Описания слияния "со Всем", которые я привел в прошлой статье, производят впечатление какого-то прообраза сексуальных отношений ("Ты уже не говоришь больше: до этих пределов – это я. Отбросив "до этих пределов", ты сам стал Всем.» Плотин). Это сходство улавливается в самых разных планах, причем и на "небе" и на "земле" "слияние" сопровождается из ряда вон выходящими ощущениями ("наивысшее состояние, какого только может достигнуть человек" Инайят-хам. «В блажестве, едва переносимом для человеческого сердца, я чувствовал так, будто стройные сферы, медленно вращаясь, плыли во всемирном хороводе, но сквозь меня; и все, что я мог помыслить или вообразить, охватывалось ликующим единством. .. Все было во мне той ночью, и я был во всем" Андреев). Однако характер этих ощущений - безличный; это блаженство, теряющее лицо, теряющее ощущение "я". Но значит ли это, что это "вершина", "высшее состояние"? В том, что касается интимных отношений между мужчинами и женщинами, мнения явно разойдутся. Кое-кому в сексуальной близости будет видеться не только "вершина", но фактически вся "соль" отношений между полами. Но другим людям, даже если они признают эту терминологию, ценным в этих отношениях будет представляться именно все любовное плато, а не этот единственный на нем пик. Для них драгоценна личная связь, для них важно то время, когда даже в темноте "женщина шепчется с мужем своим" (Брахот 3.а), время, когда влюбленные общаются лицом к лицу.
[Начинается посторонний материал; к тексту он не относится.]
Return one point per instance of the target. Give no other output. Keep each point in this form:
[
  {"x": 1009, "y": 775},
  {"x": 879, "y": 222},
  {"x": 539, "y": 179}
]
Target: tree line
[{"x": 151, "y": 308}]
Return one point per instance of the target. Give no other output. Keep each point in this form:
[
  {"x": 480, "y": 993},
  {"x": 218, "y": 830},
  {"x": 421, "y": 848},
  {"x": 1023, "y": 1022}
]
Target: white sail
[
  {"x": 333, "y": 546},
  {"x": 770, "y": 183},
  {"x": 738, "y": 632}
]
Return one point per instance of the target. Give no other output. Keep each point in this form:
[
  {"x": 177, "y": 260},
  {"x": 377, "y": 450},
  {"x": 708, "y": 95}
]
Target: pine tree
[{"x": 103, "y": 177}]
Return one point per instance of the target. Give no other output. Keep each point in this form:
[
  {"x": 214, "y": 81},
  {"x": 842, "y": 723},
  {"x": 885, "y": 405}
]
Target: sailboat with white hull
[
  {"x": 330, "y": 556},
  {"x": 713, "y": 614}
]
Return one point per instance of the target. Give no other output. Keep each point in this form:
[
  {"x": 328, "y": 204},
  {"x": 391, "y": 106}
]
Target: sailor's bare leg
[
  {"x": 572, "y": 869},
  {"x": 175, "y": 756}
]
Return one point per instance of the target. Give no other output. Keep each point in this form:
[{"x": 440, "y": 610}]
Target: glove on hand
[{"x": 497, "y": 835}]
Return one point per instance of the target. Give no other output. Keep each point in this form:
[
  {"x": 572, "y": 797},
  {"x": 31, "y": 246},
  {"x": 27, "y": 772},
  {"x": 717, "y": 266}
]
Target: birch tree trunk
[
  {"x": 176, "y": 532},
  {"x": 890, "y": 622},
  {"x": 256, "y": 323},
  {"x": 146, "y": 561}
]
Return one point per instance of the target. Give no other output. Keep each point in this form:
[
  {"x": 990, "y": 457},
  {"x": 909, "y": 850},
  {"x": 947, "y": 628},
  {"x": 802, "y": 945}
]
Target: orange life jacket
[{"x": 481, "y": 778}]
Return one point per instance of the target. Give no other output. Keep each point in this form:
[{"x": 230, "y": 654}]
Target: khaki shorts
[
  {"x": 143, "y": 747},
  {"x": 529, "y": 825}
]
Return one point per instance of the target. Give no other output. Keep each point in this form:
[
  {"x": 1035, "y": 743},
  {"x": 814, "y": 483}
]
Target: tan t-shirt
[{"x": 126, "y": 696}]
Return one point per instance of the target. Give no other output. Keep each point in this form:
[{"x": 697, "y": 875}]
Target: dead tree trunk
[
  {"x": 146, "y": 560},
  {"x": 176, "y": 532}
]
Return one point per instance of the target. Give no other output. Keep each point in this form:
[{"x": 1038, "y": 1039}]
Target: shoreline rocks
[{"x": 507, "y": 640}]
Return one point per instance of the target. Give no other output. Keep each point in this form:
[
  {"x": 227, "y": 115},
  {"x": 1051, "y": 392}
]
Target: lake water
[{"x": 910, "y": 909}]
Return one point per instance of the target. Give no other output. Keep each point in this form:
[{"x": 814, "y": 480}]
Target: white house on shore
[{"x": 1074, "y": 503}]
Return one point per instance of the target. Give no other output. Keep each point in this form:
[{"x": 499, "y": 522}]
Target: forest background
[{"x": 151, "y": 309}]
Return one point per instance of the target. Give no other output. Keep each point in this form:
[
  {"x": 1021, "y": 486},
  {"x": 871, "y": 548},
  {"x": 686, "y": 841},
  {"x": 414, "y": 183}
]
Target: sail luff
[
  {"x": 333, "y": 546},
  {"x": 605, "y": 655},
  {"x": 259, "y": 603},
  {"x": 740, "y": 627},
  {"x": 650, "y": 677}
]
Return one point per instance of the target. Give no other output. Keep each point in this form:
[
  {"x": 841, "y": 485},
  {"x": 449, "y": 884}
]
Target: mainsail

Продолжая эту аналогию, можно сказать, что иудаизм, будучи способным оценить "вершины" мистического единения, ценит отношения "лицом к лицу" с Создателем превыше всего. Мистические экстазы – при всей готовности признать их значимость – выглядят для иудея вершиной лишь в очень узком смысле. Равви Леви из Бердичева с иронией говорит о "великом праведнике" ("цадик гадоль"), сравнивая его с "мелким праведником" ("цадик катан"). Великий праведник, по его словам, уйдя в другой мир, созерцает Всевышнего, предаваясь высшим небесным восторгам. Оказавшийся в том же месте "цадик катан" вместо безмолвного созерцания непрестанно умоляет Всевышнего проникнуться невзгодами и нуждами своих хасидов.
Посюсторонняя, земная жизнь во всех религиях рассматривается как несчастье, от которого следует как можно скорее избавиться. Но ценя Божественную личность, иудаизм ценит не только земную жизнь, но даже ее несчастья. В Талмуде (например, Брахот) многократно повторяется, что несчастья (исурим) – это соль земной жизни, соль земли. Как соль делает мясо съедобным, так несчастья делают человека достойным. Мистики, находящие в единении с "Высшим Я", воспринимают как "соль небес" "слияние с Высшим Я" ("наивысшее состояние, какого только может достигнуть человек"). Но иудаизм едва ли будет готов согласиться с этим утверждением. Любовь и служение, ради которых претерпеваются любые страдания – это соль и земли, и неба.